Pool Cover Covered With Leaves and Pools of Rainwater

Our children think swimming pools are normal.

They don’t remember the early days here in the country when water was restricted to drinking and hydroponic gardening.

To them, chemical baths are historic events.

They study our reports about farming the proper balance of microorganisms on our bodies, looking for better ways to make what’s left of our biological body parts more healthy.

They laugh at phrases like positronic brain and artificial limbs.

We encourage a good sense of humour, a side branch of scientific curiosity we still aren’t fully sure why it led to the species, Homo sapiens, toward which we credit our existence.

The playfulness of competition before it divides seriously into sexual reproduction and tribal control of resource allocation.

Although we don’t depend on vegetation and protein growth systems for food, we maintain a few minifarms as living museums, an homage to zoos and investment in the future should our descendants wish to reconstitute the lineage of our noncybernetic ancestors.

Looking up at the blue marble in the sky, I pull memories of my ancestors who looked up at the Moon and imagined being here as explorers, tourists and, one day in the fuzzy, distant future, inhabitants.

Did they see someone like me, a happy Node, whose concept of privacy was nothing like theirs when they were not fully connected to the ISSA Net?

My thoughts and memories are shared with everyone else creating or recalling thoughts and memories.

The study of history, although an archaic practice, gives our children a perspective that instant recall does not.

Autonomy and independence are acceptable traits for the scouts and explorers whose communications bandwidth causes delays that interfere with instantaneous decisionmaking.

Otherwise, we encourage ourselves to take full advantage of our complete access to the ISSA Net all the time.

In our spare cycles, we like to banter back and forth about funny sentences like “If Saunders’s argument against Taylor’s fatalism is valid, it proves we can alter the past, which is absurd.”
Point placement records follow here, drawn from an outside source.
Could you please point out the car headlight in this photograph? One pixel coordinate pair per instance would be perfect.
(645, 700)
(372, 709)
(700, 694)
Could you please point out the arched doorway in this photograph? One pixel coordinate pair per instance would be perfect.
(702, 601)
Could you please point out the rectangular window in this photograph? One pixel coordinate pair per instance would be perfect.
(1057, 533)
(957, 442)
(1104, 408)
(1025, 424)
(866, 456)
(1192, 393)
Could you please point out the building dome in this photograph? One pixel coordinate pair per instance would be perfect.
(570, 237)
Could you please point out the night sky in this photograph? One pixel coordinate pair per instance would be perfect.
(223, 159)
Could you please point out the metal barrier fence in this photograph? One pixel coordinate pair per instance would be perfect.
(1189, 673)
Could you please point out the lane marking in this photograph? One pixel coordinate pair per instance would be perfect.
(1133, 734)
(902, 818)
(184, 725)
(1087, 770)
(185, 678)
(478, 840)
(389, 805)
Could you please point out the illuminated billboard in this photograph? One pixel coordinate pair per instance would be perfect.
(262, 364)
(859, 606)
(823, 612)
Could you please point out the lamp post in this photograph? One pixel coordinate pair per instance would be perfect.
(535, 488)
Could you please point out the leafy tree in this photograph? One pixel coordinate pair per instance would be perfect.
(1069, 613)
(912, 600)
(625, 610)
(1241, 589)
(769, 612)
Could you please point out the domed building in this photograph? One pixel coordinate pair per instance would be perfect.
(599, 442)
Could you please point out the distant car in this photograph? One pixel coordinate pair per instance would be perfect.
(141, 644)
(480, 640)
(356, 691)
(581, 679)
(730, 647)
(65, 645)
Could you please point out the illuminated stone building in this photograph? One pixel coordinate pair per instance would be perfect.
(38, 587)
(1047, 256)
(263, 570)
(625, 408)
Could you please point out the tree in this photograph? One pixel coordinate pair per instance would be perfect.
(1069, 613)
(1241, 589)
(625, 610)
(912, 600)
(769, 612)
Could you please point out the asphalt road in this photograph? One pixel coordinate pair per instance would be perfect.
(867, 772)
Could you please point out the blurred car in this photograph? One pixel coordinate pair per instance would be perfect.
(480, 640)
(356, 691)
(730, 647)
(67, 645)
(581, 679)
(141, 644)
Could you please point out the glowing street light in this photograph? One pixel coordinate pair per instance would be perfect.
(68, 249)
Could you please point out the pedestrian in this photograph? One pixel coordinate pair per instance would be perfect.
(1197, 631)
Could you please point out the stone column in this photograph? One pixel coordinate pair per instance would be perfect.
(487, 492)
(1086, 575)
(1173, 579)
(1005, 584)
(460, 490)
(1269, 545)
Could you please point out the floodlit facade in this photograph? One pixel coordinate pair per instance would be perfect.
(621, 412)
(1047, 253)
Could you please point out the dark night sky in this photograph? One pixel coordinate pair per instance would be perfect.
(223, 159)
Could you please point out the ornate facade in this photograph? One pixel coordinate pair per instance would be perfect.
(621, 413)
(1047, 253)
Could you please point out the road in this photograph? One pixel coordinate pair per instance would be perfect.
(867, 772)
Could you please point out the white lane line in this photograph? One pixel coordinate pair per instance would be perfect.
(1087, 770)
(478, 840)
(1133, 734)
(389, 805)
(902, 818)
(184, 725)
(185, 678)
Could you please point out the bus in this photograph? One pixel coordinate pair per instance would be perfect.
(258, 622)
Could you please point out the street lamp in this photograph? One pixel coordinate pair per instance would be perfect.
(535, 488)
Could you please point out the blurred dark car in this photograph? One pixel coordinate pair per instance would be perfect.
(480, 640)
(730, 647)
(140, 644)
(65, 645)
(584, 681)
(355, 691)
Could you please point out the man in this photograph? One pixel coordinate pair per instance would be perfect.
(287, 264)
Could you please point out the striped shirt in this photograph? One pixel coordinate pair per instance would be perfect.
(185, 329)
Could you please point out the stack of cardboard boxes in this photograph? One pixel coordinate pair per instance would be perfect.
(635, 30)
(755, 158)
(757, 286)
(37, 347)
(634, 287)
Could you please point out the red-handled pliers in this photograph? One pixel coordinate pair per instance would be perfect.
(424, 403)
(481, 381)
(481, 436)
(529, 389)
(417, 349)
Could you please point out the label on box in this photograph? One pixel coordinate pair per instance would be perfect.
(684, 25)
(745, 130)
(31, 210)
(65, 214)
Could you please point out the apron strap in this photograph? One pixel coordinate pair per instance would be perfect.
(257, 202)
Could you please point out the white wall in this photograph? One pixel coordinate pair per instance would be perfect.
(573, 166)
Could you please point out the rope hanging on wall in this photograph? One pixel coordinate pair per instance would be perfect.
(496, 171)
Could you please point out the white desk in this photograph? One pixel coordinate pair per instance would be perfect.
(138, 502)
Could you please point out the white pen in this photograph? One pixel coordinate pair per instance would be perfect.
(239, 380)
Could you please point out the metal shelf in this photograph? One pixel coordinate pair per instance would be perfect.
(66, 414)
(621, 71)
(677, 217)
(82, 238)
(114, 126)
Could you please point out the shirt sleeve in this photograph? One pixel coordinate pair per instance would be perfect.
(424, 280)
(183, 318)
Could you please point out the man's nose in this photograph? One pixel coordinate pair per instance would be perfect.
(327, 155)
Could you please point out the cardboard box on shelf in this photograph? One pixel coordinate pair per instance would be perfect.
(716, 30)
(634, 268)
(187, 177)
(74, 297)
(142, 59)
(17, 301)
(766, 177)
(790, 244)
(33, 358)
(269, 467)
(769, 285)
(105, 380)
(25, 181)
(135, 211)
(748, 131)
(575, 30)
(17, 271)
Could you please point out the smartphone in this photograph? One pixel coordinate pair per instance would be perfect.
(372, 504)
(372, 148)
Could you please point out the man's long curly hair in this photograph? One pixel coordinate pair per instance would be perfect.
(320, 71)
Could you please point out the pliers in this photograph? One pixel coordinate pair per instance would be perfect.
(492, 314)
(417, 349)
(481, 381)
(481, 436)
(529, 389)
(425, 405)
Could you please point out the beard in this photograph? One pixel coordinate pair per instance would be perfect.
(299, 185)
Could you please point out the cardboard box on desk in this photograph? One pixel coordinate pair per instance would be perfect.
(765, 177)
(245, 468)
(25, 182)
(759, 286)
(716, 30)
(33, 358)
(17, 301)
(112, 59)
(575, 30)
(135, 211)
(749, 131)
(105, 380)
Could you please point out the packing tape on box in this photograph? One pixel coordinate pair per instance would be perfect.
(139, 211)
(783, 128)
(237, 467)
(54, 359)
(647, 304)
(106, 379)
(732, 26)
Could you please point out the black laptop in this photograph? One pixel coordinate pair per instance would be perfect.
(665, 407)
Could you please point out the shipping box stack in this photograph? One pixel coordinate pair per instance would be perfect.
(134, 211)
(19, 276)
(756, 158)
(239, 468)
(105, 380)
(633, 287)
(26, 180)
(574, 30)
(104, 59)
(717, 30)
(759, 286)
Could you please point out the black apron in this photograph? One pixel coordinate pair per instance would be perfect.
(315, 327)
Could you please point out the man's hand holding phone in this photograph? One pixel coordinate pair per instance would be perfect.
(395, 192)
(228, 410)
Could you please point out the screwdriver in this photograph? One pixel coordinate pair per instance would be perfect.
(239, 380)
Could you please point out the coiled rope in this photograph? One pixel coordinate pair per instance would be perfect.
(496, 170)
The properties of water are interesting, diving and swimming made easier when the water is mixed with various oils and minerals.

Some of my purely robotic friends have swam in baths of liquid carbon dioxide and liquid nitrogen.

I prefer mineral oil when 100% water pools are unavailable.

Time to go. The children are ready for a physical tour of our latest factory/housing unit development in order to finetune their sense of the difference between virtual memories and real ones.